My job for 40 years was Primary school teacher. I just teach a day a week now. A lot of simple maths/arithmetic is now taught by computer programme - much more interactive and satisfying for the kids than a human teacher, with instant correction and 1000s of ways of practising the same thing if the kids don't 'get it'.

I just don't get it - the brain interprets meaning through the premotor cortex, and if learning - especially at an early age - is not tied into something tactile and/or motor then the level of abstraction can make it a lot harder to return from abstract to concrete. Keyboards are all the same regardless of the task, so access to meaning is encoded as a sequence of movements to produce key strokes, pretty much the same as a sequence of steps to get through a tomb raider game. It is not a way of thinking that suits all brains or that suits many life stituations. If the computers teach the kids how to do mental arithmetic (rather than relying on a keypad), maybe I could buy into that.
 
Posted by que sais-je (# 17185) on :
 
quote:
Originally posted by lowlands_boy:
You can give your job here and get an analysis of the likelihood of your job being automated.

...

What will we do if we don't have jobs any more? Fight wars, probably....

When I was a kid in the 1950's there was lots of worrying about how, by 2000, we'd only work two hours a week because robots would do all the work and we wouldn't know what to do with all that spare time.

Now it's coming true - but somehow it doesn't look the same sort of worry.

PS as an old age pensioner, I could be replaced by a robot that can do Sudoku.
 
Posted by Schroedinger's cat (# 64) on :
 
When I was a teenager in the 70s, it was never a problem. We were all going to be melted in a global thermonuclear war very soon.

What has made a difference since the 1950s perception is that we have realised just how important the human part of the process is. Or, to put it differently, just how difficult it is to replace the human aspects of a process. The routine parts are easy to replace, but the thinking (and especially the image processing) are extremely complex, and not well understood, even now.

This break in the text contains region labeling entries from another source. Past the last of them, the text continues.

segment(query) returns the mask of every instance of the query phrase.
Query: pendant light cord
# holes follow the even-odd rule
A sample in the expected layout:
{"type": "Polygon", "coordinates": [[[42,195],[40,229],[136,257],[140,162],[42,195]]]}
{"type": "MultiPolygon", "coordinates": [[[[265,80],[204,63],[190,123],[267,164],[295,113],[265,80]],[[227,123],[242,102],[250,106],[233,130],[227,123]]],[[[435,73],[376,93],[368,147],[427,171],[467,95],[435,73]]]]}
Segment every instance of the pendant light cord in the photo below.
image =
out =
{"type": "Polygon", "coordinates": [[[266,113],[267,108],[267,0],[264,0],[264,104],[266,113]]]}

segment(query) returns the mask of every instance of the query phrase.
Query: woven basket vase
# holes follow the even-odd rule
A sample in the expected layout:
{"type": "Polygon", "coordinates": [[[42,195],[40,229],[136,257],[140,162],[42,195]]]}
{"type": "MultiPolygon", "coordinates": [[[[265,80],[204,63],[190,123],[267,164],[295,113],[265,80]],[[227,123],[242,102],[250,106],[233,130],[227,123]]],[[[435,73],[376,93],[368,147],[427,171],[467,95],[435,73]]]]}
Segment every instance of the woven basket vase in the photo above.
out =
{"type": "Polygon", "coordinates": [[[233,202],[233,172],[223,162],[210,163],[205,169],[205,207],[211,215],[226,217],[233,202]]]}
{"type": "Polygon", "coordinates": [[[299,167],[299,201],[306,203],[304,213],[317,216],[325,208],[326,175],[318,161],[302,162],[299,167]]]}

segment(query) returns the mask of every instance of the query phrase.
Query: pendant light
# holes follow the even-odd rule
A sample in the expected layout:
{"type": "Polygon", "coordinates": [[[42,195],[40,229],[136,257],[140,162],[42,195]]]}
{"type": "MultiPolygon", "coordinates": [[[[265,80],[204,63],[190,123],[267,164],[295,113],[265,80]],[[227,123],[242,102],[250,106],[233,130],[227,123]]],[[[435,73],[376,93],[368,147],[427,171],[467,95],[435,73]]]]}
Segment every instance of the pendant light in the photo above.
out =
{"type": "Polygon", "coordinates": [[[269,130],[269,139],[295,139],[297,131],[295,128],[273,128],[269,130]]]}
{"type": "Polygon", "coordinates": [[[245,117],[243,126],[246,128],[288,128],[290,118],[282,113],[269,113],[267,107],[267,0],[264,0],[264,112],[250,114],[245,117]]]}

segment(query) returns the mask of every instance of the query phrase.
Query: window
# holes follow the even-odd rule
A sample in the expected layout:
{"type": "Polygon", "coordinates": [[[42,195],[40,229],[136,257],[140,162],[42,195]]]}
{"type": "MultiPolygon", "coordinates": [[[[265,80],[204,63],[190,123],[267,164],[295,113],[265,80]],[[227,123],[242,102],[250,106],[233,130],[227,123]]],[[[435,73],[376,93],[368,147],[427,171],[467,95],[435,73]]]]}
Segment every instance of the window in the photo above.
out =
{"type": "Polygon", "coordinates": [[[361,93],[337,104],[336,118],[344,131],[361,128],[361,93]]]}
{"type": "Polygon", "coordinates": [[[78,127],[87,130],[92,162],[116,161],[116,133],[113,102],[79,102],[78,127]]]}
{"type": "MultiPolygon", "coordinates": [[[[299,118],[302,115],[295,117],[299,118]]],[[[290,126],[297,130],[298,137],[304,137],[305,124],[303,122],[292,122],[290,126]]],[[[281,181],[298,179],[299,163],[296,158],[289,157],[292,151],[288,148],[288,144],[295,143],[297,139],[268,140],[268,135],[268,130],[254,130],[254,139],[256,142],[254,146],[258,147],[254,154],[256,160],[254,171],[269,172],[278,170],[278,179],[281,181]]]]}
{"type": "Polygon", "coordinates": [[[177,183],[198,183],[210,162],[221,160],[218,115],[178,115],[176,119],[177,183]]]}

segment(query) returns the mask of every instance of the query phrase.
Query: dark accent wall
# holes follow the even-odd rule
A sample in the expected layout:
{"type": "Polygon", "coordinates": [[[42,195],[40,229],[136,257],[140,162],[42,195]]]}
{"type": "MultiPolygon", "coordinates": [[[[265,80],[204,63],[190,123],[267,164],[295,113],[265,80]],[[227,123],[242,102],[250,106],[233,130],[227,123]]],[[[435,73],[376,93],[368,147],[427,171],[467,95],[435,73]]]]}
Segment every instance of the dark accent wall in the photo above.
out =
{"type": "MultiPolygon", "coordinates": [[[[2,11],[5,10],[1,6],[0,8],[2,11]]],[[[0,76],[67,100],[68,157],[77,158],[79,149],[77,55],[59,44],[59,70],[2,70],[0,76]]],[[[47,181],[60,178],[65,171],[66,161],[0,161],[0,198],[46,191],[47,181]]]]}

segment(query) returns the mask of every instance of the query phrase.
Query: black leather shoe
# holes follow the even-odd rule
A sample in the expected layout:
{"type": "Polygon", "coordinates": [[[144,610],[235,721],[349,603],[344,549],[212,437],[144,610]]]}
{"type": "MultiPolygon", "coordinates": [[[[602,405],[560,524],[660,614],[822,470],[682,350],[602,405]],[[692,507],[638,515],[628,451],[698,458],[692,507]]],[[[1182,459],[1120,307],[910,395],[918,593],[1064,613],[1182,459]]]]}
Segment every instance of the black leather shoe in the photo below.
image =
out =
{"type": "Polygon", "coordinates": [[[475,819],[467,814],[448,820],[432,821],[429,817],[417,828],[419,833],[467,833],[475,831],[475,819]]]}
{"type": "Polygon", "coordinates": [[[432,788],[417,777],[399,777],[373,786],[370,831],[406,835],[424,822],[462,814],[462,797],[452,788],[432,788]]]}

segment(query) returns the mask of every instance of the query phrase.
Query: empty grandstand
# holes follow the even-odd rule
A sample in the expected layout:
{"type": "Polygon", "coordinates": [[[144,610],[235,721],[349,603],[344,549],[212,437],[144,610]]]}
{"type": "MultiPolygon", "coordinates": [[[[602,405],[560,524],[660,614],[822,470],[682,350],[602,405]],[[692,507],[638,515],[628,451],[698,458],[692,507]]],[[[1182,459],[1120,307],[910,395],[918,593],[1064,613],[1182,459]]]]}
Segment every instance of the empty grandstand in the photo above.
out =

Which is why even Amazon still use human pickers - a job which seems a natural one for a robot. But there is some crucial parts of the human interaction that are still important.

But I think the job of MP could be replaced by a robot. Very little humanity involved in that. Same for senior bankers. And that would make everyone happy, surely.
 
Posted by Cod (# 2643) on :
 
It's quite likely we will experience something akin to the Industrial Revolution. There is no doubt that a lot of trade and professional jobs will be automated. Just as happened in the Industrial Revolution, this will make those who own the robots (or the patents under which they are made) very, very rich.

What is less clear is whether the jobs losts in professions and trades will be replaced with jobs equally rewarding. The Industrial Revolution suggests probably not.